Synartesis | Jazz Leeb
Jazz Leeb’s circular ribbon-rope sculptures cap the openings to stove-pipes on all three floors of the museum. Streams of ribbon-rope extend from the mouths of the sculptures and playfully articulate a structuring condition in each room as they loop in and out of fissures in the interior façade of the building. While the rope cord on the first floor reinforces the geometrical forms of the textile installation that covers a wall there, the one in the second floor glass forest installation- a space filled with mirrors- shoots across the room like a shard of angling light. In the 3rd floor Whisper room, the rope is matched to the droop and buckle of the disintegrating wall paper there. As a site-specific intervention, Synartesis promotes attention to the numerous small breaks in the surface of the building and the void spaces that lie behind the museum walls.
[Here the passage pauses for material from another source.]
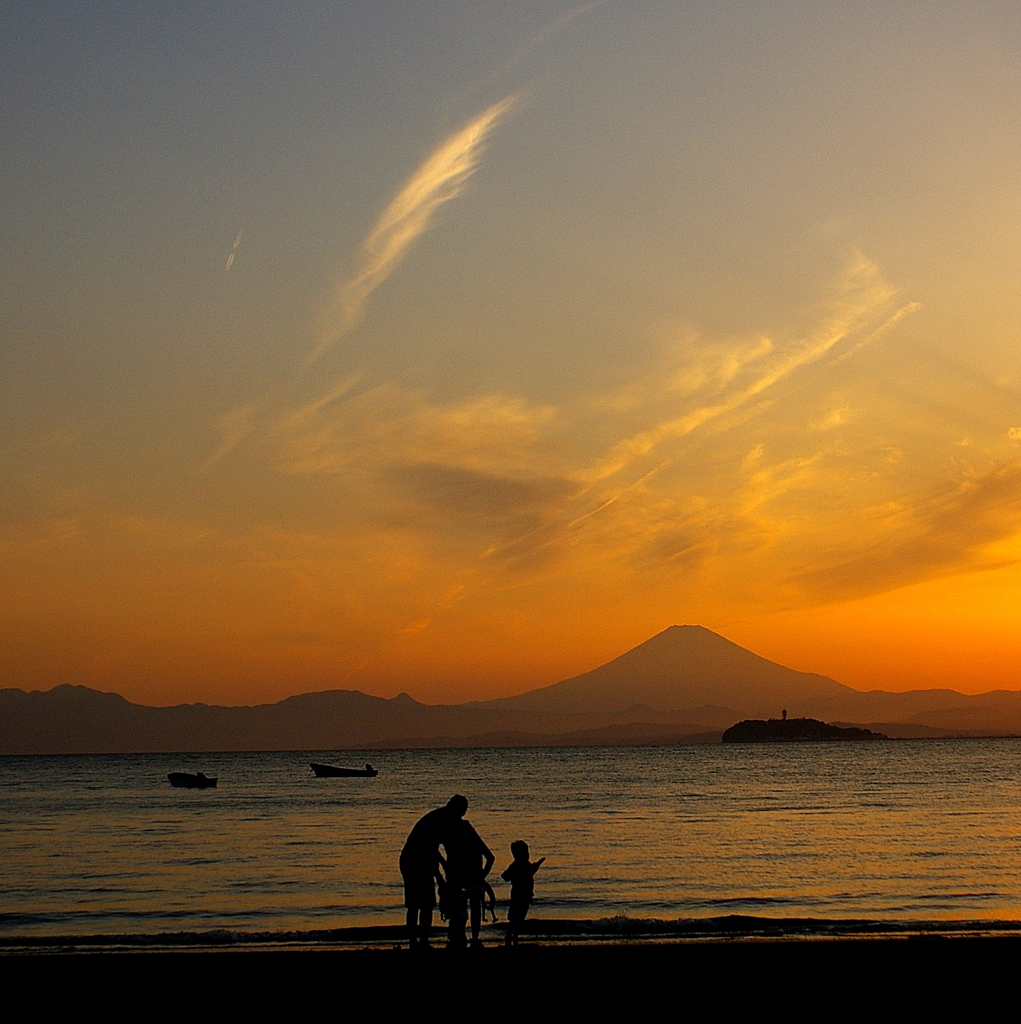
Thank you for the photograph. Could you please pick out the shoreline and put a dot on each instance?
(607, 933)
It also links disparate installation spaces and creates connection between the floors and literally through the walls of the museum.
First Floor, 606:
Second Floor, Glass Forest:
Third Floor, Ghost Room:
To create Synartesis, Leeb invited the public to join him in making the rope. Ribbons from the collection were used, and the winding of the rope mirrors Sylvia Gray’s activity of winding the ribbon into neat circular bundles for sale. Also part of this project, Leeb repaired several of the building’s ceramic stove-pipes and provided a much needed cover for one of the stove-pipe openings on the roof.